These matter waves are conjured inside an invisible hat


An international team of mathematicians has managed to devise an amplifier capable of boosting light, sound and other waves while hiding them inside an invisible container.

“You can isolate and magnify what you want to see, and make the rest invisible,” University of Washington professor Gunther Uhlmann explained. “You can amplify the waves tremendously. And although the wave has been magnified a lot, you still cannot see what is happening inside the container.”

As a first application, the researchers propose manipulating matter waves, which can best be described as the mathematical description of particles in quantum mechanics. 



Ultimately, however, the team envisions building a quantum microscope capable of capturing quantum waves, the waves of the nanoworld. A quantum microscope could, for example, be used to monitor electronic processes on computer chips.

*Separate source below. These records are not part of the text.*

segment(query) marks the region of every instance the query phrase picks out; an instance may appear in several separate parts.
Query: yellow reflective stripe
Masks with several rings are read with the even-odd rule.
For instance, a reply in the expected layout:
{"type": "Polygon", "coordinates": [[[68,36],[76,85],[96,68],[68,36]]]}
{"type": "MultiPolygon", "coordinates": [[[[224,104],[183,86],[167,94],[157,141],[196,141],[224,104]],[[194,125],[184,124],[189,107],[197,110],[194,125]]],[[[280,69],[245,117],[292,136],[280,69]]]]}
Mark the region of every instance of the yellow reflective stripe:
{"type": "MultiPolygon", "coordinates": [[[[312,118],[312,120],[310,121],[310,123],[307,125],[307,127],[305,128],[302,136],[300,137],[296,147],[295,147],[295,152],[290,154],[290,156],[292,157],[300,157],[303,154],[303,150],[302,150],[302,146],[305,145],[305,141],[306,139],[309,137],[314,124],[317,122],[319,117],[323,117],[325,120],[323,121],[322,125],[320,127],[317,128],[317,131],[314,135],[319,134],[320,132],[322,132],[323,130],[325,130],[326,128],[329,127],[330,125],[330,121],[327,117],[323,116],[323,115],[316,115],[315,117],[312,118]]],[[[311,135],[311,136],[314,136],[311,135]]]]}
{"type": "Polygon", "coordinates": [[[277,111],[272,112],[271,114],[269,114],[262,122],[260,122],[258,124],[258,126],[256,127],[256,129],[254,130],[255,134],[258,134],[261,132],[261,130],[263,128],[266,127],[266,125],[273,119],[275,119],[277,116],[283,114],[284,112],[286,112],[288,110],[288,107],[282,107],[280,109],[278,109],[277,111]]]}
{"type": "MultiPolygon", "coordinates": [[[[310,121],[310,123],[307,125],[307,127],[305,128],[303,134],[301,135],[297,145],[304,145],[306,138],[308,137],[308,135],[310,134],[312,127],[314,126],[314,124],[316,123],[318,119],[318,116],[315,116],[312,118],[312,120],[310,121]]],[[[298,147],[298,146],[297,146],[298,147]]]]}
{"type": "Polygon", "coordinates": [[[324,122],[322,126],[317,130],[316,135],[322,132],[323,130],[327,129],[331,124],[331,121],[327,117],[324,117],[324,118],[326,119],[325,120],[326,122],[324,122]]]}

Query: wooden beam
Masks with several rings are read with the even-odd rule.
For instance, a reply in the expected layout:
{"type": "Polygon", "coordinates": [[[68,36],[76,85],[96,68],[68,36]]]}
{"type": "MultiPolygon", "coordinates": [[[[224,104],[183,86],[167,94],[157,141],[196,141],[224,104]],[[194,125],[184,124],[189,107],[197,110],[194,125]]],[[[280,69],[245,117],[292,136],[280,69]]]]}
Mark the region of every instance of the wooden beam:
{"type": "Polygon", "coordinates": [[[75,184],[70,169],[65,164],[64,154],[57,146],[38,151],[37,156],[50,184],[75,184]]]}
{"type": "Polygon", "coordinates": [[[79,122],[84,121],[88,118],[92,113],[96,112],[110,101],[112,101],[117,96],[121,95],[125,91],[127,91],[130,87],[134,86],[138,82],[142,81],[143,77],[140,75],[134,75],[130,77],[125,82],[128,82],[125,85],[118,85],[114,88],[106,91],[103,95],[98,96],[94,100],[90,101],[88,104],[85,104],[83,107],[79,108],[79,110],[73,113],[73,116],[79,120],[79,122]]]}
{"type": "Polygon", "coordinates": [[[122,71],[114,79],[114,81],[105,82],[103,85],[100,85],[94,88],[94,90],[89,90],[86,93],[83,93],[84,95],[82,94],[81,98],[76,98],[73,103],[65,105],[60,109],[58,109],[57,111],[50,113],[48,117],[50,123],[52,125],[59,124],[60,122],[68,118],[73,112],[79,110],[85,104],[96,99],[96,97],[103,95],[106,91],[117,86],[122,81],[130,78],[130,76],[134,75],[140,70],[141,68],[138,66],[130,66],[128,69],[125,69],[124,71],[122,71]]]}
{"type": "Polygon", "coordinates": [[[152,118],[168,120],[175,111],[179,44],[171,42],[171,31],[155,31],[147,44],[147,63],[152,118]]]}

The authors dubbed their system “Schrödinger’s hat,” referring to the famed Schrödinger’s cat in quantum mechanics. The name is also a nod to the ability to create something from what appears to be nothing.

“In some sense you are doing something magical, because it looks like a particle is being created. It’s like pulling something out of your hat,” Uhlmann noted.

Matter waves inside the hat can also be shrunk, though Uhlmann says that concealing very small objects “is not so interesting.” To be sure, Uhlmann and his team originally wanted to formulate cloaks based on metamaterials which  bends waves to obscure objects.



“From the experimental point of view, I think the most exciting thing is how easy it seems to be to build materials for acoustic cloaking… Wavelengths for microwave, sound and quantum matter waves are longer than light or electromagnetic waves, making it easier to build the materials to cloak objects from observation using these phenomena. We hope that it’s feasible, but in science you don’t know until you do it,” he added.